Personal information
- Date of birth: 6 October 1908
- Place of birth: Newcastle upon Tyne, England
- Date of death: 31 January 2000 (aged 91)
- Place of death: Newcastle upon Tyne, England
- Height: 6 ft 0 in (1.83 m)
- Position(s): Half back / Inside forward

Youth career
- Newcastle & Northumberland Schools
- 1926–1927: Newcastle United Swifts

Senior career*
- Years: Team / Apps / (Gls)
- 1927: Scotswood
- 1927–1932: Southampton / 62 / (12)
- 1932–1934: West Ham United / 29 / (14)
- 1934–1937: Chester / 136 / (6)
- 1937–1939: Wolverhampton Wanderers / 0 / (0)
- 1939–1940: Torquay United / 10 / (0)

= Arthur Wilson (English footballer) =

English footballer (1908-2000)

Arthur Wilson (6 October 1908 – 31 January 2000) was an English professional footballer who played as either a half back or inside forward for various clubs in the 1920s and 1930s.

==Football career==
Wilson was born in Newcastle upon Tyne and represented Newcastle & Northumberland Schools before joining Newcastle United as a trainee. Never progressing beyond the third team, he was allowed to leave in early 1927 to join Scotswood playing in the North Eastern League.

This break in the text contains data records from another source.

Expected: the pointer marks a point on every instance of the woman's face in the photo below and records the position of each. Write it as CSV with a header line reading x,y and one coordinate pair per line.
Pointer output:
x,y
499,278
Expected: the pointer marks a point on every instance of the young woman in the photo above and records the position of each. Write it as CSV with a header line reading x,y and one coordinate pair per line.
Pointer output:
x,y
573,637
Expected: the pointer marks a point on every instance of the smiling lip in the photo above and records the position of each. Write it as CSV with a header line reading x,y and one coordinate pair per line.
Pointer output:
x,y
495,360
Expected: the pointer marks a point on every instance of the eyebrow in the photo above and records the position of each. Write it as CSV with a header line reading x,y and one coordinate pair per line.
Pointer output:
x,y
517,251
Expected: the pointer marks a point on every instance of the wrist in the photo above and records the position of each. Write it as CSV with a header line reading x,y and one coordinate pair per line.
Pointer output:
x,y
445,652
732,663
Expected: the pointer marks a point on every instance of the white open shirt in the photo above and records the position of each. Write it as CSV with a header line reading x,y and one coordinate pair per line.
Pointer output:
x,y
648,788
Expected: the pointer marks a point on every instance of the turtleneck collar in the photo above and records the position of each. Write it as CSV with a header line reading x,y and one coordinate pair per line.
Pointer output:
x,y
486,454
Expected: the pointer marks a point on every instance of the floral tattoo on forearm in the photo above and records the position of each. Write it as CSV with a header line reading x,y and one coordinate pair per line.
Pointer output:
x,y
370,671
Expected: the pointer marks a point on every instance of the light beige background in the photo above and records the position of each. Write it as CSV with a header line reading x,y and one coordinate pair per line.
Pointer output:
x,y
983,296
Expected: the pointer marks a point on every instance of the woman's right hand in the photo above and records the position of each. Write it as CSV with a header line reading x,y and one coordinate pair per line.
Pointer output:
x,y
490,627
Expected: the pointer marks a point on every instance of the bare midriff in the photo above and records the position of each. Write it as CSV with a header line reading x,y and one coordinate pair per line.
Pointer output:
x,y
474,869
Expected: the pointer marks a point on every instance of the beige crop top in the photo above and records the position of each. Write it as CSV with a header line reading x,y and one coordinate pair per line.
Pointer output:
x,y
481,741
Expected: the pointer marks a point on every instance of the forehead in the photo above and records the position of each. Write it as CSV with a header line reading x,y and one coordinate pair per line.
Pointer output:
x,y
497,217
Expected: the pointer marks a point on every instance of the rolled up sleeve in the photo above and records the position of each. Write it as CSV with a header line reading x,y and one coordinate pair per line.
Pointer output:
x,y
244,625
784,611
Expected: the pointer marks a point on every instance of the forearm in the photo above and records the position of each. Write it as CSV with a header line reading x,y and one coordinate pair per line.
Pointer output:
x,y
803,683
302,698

He was quickly spotted by scouts from Southampton and he joined the south coast club in August 1927. After spending two seasons in the reserves, where he showed "admirable skill", he made his first-team debut when he replaced the veteran Bert Shelley for a Second Division match away to Reading on 14 December 1929. Wilson retained his position at left-half for the remainder of the season and for the start of the 1930–31 season. After three matches, he lost his place to Bill Adams and briefly switched to inside left before being replaced by Herbert Coates. In the following season, Wilson alternated with Coates and Peter Dougall for the inside-left position.

In May 1932, with the club in financial difficulties, Southampton placed Wilson on the transfer list and he was soon signed by West Ham United for a fee of £500. In his first season at Upton Park, Wilson managed 33 appearances at inside-left in league and cup matches, scoring 15 goals, including two against his former club on 4 February 1933. The following season, however, he lost his place to Len Goulden and made only two appearances before joining Chester in March 1934.

At Chester, his signing helped the club win eight of their last ten fixtures, thus avoiding relegation from Division Three North. The following season, Chester finished third in the table, going one better in the next; at this time, only the champions were promoted. Wilson remained with Chester until November 1937, before joining Wolverhampton Wanderers where he failed to make a first-team appearance. He moved on to his last club, Torquay United, in January 1939 where he remained until the start of the Second World War.